The latest in the long line of “Slow Jams” series is drawn from Christmas recordings by top R&B artists, including Marvin Gaye, Al Green, Nat King Cole & Natalie Cole, Bobby Womack, Luther Vandross, Faith Evans and more. The 20 cuts are uniformly well-chosen. Gaye’s aching “I Want To Come Home For Christmas” is from the point of view of a war prisoner. Evans turns in a sizzling “Santa Baby,” Boys II Men harmonize on a richly smooth “Let It Snow,” Jagged Edge funks up “This Christmas” and Nat & Natalie do “The Christmas Song” proud.

“Homeless For The Holidaze” Various (Sound Vision NW)

Recorded locally at Studio Litho in Fremont by a wide variety of local musicians, with a quarter of the proceeds going to benefit the homeless locally, this 17-track CD is a well-made, irreverent, fun-loving collection of mostly upbeat, sometimes silly songs, such as “The Stripper’s Holiday,” “(You’re A Mean One) Mr. Grinch,” “Jesus Super Freak” and “Santa Claus Is Shufflin’ To Town.” Buy it to help the homeless while adding some fun to your holiday.

“Christmas In The Northwest 10” Various (Children’s Music Fund)

A great Northwest tradition, this year’s edition includes a new song called “I Wanna Be Blake, I Wanna Be Sanjay”; a swing version of “I Saw Mommy Kissing Santa Claus” performed in six languages by schoolchildren; and a new anthem, “Blessed in the Northwest.” Seventeen local artists contribute to the recording.

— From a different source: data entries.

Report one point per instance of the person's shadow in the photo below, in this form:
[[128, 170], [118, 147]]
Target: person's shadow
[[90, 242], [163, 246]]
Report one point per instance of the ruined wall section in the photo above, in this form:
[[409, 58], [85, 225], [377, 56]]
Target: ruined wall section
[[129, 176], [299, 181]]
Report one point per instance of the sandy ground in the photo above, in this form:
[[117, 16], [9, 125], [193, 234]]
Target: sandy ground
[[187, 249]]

Proceeds go to children’s hospitals in Washington and Oregon.

“Christmas With The Rat Pack” Frank Sinatra, Dean Martin, Sammy Davis Jr. (Capitol/EMI)

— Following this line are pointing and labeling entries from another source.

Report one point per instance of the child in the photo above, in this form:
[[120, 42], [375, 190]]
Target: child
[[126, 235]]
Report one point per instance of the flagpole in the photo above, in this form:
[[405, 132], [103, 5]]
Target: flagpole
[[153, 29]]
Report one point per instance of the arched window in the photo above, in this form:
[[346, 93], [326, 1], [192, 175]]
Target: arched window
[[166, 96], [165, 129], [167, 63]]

Ring-a-ding-ding, baby! The best from Frank, Dean and Sammy’s Christmas albums, including duets and a previously unreleased, delightful “Christmas Time All Over The World” by Sammy Davis Jr. Sinatra and Martin must’ve loved Christmas, because some of their finest work can be found on their holiday releases.

“Christmas With The Chipmunks” The Chipmunks (Capitol/EMI)

Of course you know the squeaking trio of Alvin, Simon and Theodore made the classic “The Chipmunk Song (Christmas Don’t Be Late),” but did you know they recorded two dozen other Christmas songs? They’re all here. Want to get your holiday party guests to leave? Just put this on and watch them scatter.